Should I let her know I know what she’s been up to (the sex and the atheism are about equally important in my mind, except that you can’t get pregnant from saying you don’t believe in God anymore)?
And geez, should I tell the Better Half? In her entries, he comes across as someone she loves but fears deeply. How can our children possibly fear us? Tears come to my eyes.
He’ll hit the ceiling when he reads the stuff about the BF. And she’s right when she fears his reaction to the atheism thing. As he’s gotten older, he’s gotten even more conservative, especially as soon as he discovered he had a nubile teenage daughter. Watch the protective Daddy curtain come down, but in a nice way, I thought. :rolleyes:
I never had a diary to which I confessed my deepest, darkest secrets, being a totally horse-crazy teenager. I never told my mom about the (extremely minor) stuff I got up to with the (one) boyfriend I had before I met and married the Better Half, and it quite honestly wouldn’t have occured to her, a good Southern Baptist church lady, to ask her National Honors Society daughter, “Are you letting him finger-fuck you out behind the restaurant after work?”
The Cat was just inducted into the NHS a couple weeks ago. Yes, I do remember what it was like to be a teenager, but I had a different mindset–there were some things you just absolutely didn’t do with a guy, and letting him “put it in you” was only for really Bad Girls. Which I wasn’t. I had an extremely sheltered existence as the Straight A Student at the First Baptist Church.
So I have like zero experience with what it’s like from the other side of the Teen World vis-a-vis “doing the nasty with the BF up in his room”. We started letting her go over to his house, because we thought she was being so sensible about all of it. And no, she doesn’t have a particularly difficult set of rules, we don’t even have a curfew as such, just “be home at a reasonable hour”. And she knows Mom is sitting here waiting up (thank God for the SDMB to keep me company), “in case you have another wreck and need to call home”. My dad waited up for me.

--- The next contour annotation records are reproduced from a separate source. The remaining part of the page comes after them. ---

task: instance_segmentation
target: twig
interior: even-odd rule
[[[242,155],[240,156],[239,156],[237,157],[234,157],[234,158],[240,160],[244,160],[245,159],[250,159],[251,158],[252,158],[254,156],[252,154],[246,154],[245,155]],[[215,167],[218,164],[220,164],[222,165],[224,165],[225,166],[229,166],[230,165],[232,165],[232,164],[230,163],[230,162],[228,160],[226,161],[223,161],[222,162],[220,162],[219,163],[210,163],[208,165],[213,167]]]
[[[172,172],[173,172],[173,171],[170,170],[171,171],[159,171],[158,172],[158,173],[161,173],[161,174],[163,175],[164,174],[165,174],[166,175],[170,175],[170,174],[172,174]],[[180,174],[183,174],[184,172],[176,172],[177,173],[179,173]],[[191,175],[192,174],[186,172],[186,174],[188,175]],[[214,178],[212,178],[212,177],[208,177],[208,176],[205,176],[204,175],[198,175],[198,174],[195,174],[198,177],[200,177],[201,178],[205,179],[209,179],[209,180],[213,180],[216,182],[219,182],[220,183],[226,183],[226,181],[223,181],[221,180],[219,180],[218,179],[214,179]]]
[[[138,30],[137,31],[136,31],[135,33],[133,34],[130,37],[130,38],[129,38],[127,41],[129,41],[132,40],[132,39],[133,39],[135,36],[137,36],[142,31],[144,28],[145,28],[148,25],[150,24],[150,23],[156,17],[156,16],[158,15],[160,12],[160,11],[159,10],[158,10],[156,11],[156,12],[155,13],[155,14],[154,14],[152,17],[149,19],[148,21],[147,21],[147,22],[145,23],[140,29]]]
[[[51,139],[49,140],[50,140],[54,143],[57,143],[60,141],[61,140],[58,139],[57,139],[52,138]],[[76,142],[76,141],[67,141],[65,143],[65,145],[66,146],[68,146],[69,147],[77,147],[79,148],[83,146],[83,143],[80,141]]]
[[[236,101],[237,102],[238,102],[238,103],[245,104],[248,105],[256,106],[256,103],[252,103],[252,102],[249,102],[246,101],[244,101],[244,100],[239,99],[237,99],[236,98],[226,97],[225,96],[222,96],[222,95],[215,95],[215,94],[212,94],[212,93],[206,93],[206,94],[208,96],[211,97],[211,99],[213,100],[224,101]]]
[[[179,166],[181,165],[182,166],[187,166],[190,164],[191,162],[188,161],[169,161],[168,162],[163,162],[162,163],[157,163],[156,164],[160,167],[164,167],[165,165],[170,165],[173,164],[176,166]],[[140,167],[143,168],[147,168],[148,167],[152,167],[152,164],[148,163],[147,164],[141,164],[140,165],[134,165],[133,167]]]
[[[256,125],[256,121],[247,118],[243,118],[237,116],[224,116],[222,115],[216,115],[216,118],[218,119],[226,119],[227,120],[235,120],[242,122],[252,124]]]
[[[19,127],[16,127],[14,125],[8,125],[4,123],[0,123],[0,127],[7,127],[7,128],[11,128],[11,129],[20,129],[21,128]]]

What am I supposed to do with this? Talk to her about it, or not? I’m assuming that she knows where babies come from, and about condom use. I know I mentioned it a year ago, when she first started going out with this guy. But it was more along the lines of, “You do realize that if you get pregnant, your life is basically over. Don’t expect me to babysit.”
The religion thing, I don’t personally ever remember going through a serious crisis of not believeing in God. God existed, and that was all there was to it. Get on with your life. So what am I supposed to say? Wait for her to grow out of it? My sister went through this when she was in high school, but it was mainly because she got involved with a local borderline Christian cult, who ostracized her at school when she expressed skepticism concerning some of their teachings, and it burned her out of Christianity. “Forever”, she said, and she wandered around with Rosicrucianism and stuff like that for years, but now she’s sort of settled down into a kind of pastiche of world religions. Well, she’s a grown woman and can make up her own mind. But is there something I can do to help my not-quite-17-year-old daughter?